ともに北海道・小樽市出身のふたりは、現在ラジオ番組で共演中。お互いから故郷を感じるのか、力の入らないリラックスしたやりとりが人気だ。札幌の放送局STVラジオで制作されているこの番組『加藤さんと山口くん』は、スタジオで収録せず、ピンマイクをつけただけのふたりが、街を歩いたり酒を飲んだりしている様子がそのまま流れている異色の番組だ。
時にふたりは「マイクがついていることも忘れる」というほどリラックスして時間を過ごしている。今回ゲーテはその収録に同行、なぜか東京湾で夜釣りに出る、その前のふたりに話を聞いた。
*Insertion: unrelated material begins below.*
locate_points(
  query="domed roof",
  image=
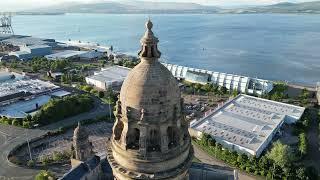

山口 同郷じゃなかったら、僕らこんなに仲良くなっていなかったかもしれないですね(笑)。
加藤 道外の人は“北海道”でくくるけど、北海道ってだいぶ大きいですからね。でも僕ら、小樽まで一緒なんでね。
山口 小樽って、港町だからか、加藤さんみたいな豪快な人が多い気がします。
加藤 豪快っていうかさ、札幌の隣で、どっか小樽の人は感じることがあるわけ。小樽だって昔はすごかったんだぞ! って。その矜持(きょうじ)があるから。
山口 ニシンいっぱい取れたんだぜ、鉄道の開通だって早かったんだぜ、みたいな?
加藤 そう、それは親の代から俺ら聞かされているから。